The rest of the section provides performance results for different experiments and their analysis.

Native D3D12 performance

Recall that the main part of the native D3D12 render routine uses dynamic resource indexing feature available in D3D12, which allows the shaders to dynamically select the resource in run time. The demo thus selects asteroid texture right in the shader, and the main loop only calls two D3D12 API functions as shown in the listing below:

Let’s take a look at the performance of this implementation on our test platforms.

Intel HD Graphics 4600

For native D3D12 implementation, the total CPU time of the Render() function is 7.0 ms, overall frame time is 14.8 ms. In all single-threaded scenarios, Update() function uses 3.1 ms. The following figure shows 10-second trace:

Trace-NativeD3D12-Intel-1t

Unfortunately, Intel does not make symbols for its driver available outside of the company, so the only thing we can tell is that most of the time is spent in the driver (igd12umd64.dll): 3528 samples, or 160% of the  Update() time (2208 samples). D3D12 calls themselves take insignificant amount of time. Another important thing is that the application is still GPU-bound and even D3D12 does not help here: every frame CPU thread is suspended waiting for the GPU:

NativeD3D12-GPU-Utilization-Intel-1t

NVidia GTX970

On NVidia GTX 970 GPU, the total CPU time of the Render() function is 5.42 ms, overall frame time is 15.7 ms. Update() function uses 10.2 ms (recall that on NVidia GPU, 200,000 asteroids are rendered). The following figure shows 10-second trace:

Trace-NativeD3D12-NV-1t

You can see, that RenderSubset() function uses only 51.2% of Update() time (3257 samples vs 6362 samples). This is more than 3x faster compared to Intel GPU (51.2% of of Update() time vs 160%). Similar to NVidia GPU, most of the time is spent in the driver, while D3D12 API calls take insignificant fraction of time. Since NVidia GPU is more powerful, the application is in fact CPU bound:

NativeD3D12-NV-1T-ZoomIn

 

Single-Threaded performance

Let’s now analyze performance of different resource binding modes of Diligent Engine implementation in a single-threaded scenario.
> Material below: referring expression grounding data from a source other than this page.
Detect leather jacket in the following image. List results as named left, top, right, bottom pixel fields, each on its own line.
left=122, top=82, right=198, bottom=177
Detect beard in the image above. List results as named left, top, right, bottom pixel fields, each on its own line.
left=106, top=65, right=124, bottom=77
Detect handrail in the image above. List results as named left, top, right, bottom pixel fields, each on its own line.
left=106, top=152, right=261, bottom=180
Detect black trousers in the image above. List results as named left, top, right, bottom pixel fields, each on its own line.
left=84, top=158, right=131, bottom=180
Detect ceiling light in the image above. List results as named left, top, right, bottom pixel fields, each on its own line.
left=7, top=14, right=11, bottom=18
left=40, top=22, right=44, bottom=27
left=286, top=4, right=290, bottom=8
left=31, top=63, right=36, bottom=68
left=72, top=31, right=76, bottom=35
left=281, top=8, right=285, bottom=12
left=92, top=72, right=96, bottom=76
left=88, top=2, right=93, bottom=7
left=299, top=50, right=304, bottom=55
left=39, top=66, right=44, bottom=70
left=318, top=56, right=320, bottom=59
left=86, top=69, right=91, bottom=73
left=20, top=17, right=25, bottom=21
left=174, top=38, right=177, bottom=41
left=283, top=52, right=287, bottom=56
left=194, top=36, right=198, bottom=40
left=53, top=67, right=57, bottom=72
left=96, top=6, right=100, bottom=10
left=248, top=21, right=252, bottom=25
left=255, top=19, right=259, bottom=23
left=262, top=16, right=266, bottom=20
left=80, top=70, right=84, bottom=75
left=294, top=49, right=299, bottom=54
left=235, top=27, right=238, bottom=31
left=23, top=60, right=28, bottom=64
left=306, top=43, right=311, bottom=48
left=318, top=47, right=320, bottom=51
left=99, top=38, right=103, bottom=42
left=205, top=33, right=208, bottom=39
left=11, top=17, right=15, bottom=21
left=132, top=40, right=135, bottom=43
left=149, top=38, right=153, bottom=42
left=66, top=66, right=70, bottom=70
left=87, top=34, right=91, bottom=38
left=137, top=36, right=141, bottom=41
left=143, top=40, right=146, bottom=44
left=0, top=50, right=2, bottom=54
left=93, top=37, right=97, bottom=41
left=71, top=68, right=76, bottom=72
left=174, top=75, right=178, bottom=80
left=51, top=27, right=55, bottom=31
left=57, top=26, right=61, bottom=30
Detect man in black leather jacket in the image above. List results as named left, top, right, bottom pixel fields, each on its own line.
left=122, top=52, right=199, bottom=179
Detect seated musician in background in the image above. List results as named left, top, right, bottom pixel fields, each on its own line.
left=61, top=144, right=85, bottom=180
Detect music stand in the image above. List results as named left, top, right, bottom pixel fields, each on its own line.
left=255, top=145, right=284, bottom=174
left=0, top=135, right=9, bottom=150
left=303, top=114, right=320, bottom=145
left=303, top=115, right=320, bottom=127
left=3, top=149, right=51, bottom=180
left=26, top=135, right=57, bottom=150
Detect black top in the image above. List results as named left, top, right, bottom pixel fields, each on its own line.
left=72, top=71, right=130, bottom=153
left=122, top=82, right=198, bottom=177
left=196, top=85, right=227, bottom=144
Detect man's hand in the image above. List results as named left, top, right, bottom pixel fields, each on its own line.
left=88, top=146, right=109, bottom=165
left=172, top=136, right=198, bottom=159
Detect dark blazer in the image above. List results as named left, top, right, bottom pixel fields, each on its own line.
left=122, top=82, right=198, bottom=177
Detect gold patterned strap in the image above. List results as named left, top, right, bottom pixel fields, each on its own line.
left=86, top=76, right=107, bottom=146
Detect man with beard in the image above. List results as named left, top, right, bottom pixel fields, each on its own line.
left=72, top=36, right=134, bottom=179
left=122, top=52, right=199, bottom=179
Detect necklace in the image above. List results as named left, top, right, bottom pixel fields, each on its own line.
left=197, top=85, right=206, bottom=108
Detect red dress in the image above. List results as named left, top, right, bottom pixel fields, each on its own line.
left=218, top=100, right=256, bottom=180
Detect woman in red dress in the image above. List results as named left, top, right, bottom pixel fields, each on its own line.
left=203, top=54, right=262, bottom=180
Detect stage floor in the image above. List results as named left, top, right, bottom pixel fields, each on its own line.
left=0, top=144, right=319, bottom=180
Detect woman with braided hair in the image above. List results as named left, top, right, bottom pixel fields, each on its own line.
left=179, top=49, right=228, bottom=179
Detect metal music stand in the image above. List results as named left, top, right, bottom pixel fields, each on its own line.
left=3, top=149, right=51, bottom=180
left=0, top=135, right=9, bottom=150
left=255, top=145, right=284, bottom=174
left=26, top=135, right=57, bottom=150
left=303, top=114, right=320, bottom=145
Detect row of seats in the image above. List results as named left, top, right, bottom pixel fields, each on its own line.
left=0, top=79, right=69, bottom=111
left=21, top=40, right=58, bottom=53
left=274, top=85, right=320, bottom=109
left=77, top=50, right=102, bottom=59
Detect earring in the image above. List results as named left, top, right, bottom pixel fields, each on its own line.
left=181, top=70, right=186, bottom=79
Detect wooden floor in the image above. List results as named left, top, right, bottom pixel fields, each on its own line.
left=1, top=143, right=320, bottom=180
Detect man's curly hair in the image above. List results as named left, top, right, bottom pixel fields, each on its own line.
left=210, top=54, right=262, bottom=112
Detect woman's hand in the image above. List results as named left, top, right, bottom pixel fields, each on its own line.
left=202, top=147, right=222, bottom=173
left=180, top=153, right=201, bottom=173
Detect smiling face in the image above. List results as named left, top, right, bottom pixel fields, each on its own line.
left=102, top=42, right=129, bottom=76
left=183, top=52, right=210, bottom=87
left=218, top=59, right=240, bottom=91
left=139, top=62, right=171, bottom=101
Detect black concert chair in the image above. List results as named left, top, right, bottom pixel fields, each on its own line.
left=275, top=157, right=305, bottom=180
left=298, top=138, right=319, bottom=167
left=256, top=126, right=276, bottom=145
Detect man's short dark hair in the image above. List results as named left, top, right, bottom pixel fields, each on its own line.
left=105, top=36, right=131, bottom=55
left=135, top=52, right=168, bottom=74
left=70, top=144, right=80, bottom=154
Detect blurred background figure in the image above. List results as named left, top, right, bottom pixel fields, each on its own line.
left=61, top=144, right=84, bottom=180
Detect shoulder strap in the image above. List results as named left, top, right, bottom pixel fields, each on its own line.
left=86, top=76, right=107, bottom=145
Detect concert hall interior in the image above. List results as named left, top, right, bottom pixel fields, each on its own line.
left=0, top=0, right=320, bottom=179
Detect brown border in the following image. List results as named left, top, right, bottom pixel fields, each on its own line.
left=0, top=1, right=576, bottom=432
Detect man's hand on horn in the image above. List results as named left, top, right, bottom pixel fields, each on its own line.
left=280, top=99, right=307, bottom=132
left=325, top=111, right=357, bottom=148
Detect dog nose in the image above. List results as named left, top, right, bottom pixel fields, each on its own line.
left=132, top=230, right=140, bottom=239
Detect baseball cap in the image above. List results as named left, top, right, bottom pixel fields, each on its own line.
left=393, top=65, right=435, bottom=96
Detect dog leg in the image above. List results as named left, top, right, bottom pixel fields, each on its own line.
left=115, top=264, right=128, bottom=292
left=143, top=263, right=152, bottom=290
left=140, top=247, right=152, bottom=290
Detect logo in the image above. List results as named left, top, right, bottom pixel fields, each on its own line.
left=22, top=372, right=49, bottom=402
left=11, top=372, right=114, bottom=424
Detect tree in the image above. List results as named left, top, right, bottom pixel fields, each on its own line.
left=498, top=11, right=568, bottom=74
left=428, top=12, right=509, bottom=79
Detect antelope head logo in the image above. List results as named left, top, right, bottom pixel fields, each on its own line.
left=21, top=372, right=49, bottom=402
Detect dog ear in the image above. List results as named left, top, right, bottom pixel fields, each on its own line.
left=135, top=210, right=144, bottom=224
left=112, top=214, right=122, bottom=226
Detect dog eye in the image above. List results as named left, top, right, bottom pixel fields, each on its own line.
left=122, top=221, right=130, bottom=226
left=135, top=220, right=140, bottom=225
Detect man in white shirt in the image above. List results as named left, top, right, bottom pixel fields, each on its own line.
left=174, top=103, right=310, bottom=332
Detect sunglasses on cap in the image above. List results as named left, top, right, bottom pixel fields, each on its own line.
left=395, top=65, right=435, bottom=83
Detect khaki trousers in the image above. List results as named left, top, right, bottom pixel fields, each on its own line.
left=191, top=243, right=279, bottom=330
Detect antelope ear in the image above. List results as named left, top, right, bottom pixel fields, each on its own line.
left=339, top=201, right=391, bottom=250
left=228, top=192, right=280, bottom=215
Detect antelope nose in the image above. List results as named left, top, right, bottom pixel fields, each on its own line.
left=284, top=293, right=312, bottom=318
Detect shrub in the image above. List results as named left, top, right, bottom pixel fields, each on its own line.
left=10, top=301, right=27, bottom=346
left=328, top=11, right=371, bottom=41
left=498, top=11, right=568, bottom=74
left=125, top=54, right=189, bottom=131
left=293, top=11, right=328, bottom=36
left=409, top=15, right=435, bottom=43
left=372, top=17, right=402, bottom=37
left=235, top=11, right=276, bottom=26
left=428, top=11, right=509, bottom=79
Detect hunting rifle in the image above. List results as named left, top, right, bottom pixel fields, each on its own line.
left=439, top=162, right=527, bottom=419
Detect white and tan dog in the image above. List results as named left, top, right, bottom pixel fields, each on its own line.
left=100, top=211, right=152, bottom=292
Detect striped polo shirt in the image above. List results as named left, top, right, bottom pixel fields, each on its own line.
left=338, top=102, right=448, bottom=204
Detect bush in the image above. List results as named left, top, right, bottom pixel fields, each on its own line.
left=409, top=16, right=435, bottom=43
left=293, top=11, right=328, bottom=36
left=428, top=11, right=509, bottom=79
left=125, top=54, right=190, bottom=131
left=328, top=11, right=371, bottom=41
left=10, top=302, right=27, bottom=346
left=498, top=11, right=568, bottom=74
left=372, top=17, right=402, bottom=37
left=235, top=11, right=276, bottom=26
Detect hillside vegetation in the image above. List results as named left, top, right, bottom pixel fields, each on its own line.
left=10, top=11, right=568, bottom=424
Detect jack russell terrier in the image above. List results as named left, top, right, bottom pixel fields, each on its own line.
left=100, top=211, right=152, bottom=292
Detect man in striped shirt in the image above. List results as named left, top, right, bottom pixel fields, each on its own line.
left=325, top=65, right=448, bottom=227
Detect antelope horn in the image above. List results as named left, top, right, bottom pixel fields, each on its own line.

Texture-Mutable Resource Binding Mode

Let’s start with the most efficient mode, which is texture mutable. It is not surprising this mode is the fastest as there are only 10 SRB objects, which are transitioned to correct states outside of the main loop.

Intel HD Graphics 4600

On Intel HD Graphics, Render() function uses 9.5 ms, while overall frame time is 15.0 ms. Render() function overhead compared to native implementation is 35% (9.5 ms vs 7.0 ms). Let’s take a look at the trace:

Trace-DiligentD3D12-Intel-1t

The most expensive functions are summarized in the table below:

Function  Sample count Normalized by Update() sample count (2046)
DeviceContextD3D12Impl::Draw() 4008 196%
DeviceContextD3D12Impl::CommitShaderResources() 815 39.8%
BufferD3D12Impl::Map() 517 25.2%

You can see that RenderSubset() now takes 295% of Update() time (6050 samples vs 2046), which represents about 1.84 times slow down compared to native implementation (295% of Update() time vs 160%). Note that native D3D12 implementation uses much more efficient rendering mode that can also be implemented with Diligent Engine. Lets see how much overhead Diligent Engine introduces over D3D12 functions that it eventually calls. Lets drill into DeviceContextD3D12Impl::Draw() function:

Trace-DiligentD3D12-Draw-Intel-1t

The trace shows that for the Draw() function, the overhead is actually only 11.1% (383+17 samples vs 3517+72+19). Let’s now drill into the next most expensive function,  DeviceContextD3D12Impl::CommitShaderResources():

Trace-DiligentD3D12-CommitRes-Intel-1t

This function introduces more overhead, about 61% (310 samples vs 505 samples for D3D12 SetGraphicsRootDescriptorTable() call). Still, this is pretty good result. Finally, lets’ take a closer look at BufferD3D12Impl::Map() function:

Trace-DiligentD3D12-BuffMap-Intel-1t

Most of the time the function spends allocating dynamic space in the GPU ring buffer to store attributes of the current asteroid ( DynamicUploadHeap::Allocate() method).

Experiment Conclusion

On Intel HD Graphics, D3D12 implementation of Diligent Engine introduces very low overhead compared to native D3D12 API functions it eventually calls.

NVidia GTX970

On NVidia GPU, Render() function uses 18.9 ms, while overall frame time is 29.7 ms. Render() function is 3.5x slower (18.9 ms vs 5.42 ms) compared to native implementation. Note again that Diligent Engine can implement the same method as native D3D12 mode. Let’s take a look at the trace:

Trace-DiligentD3D12-TexMut-NV-1t

The following table summarizes the three most expensive functions:

Function  Sample count Normalized by Update() sample count (3474)
DeviceContextD3D12Impl::CommitShaderResources() 2030 58.4% (39.8% on Intel HD Graphics)
DeviceContextD3D12Impl::Draw() 1983 57.1% (196% on Intel HD Graphics)
BufferD3D12Impl::Map() 1012 29.1% (25.2% on Intel HD Graphics)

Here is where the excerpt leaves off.